Wednesday, February 27, 2008
Electronic Health Record - tick tock, tick tock
Go into most doctor's offices or clinics across the United States and you will see racks of messy files, patient charts, stacks of paper ready to be filed and lots of little messages and bits of paper that have no home. You could not differentiate if it is a chart room from 1943 or 2008, except that now there is 20 times the paper to be filed.
There is unanimous agreement from doctors, hospitals, patients, academics and Yes! our own government that Medicine is far behind other industries in automating with an electronic health record (EHR aka: electronic medical record). The push for the EHR has been around for 10+ years, continuing today from Pres. Bush and each of the presidential candidates in their "reform health care" platforms. Despite the unanimity around the benefits to society with a universal EHR, only 14% of doctors use a "minimally functional" EHR...one that captures clinical notes, orders for prescriptions, lab and radiology tests and results.
Roughly half of all practicing physicians are in solo or small partnership practices. They don't have the resources, IT infrastructure, or development time to convert to the electronic health record. Large multi specialty groups (10 doctors or more) are the ones that are adopting this technology and generally they are very happy with the benefits to their practice lives and their patient care.
So when you hear the candidates talking about linking doctors, hospitals, all caregivers and patients electronically through an EHR and the wonderful savings that will be obtained by technology you should ask "Oh, yea, how do you think this is going to happen?" Despite billions of dollars invested in software development, we still do not have an interoperable EHR. The systems don't talk to each other and the vendors are competitors and are unwilling to interface with each other.
A personal health record that the patient keeps is one thing and is valuable for both self-responsibility and control.

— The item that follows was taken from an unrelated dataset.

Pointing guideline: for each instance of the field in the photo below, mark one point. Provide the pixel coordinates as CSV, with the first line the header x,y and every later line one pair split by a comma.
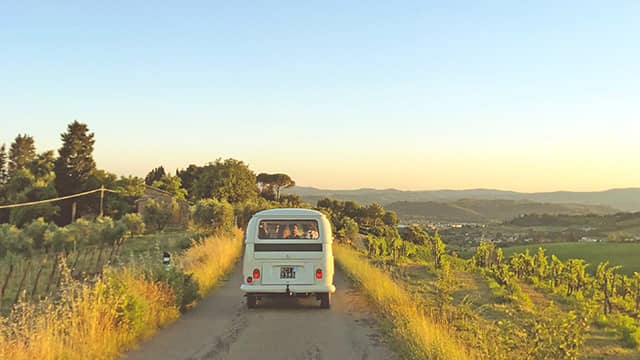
x,y
38,275
626,255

But that is very different from a real time, complete, instantly accessible electronic chart that can be used by each of your doctors, whether it be the ER or the dermatologist. The privacy issues will disappear if we truly think of what is needed for best patient care (not data mining so you can be sold something or denied coverage for a condition).
Over time (lots of time), I think we will get there. The solo practitioner is a dying practice model and Medicine is going the way of big business and larger groups. It will take this type of capital investment for the EHR to be implemented everywhere. Making sure our technology goals have the "patient first" will go a long way in speeding up the process.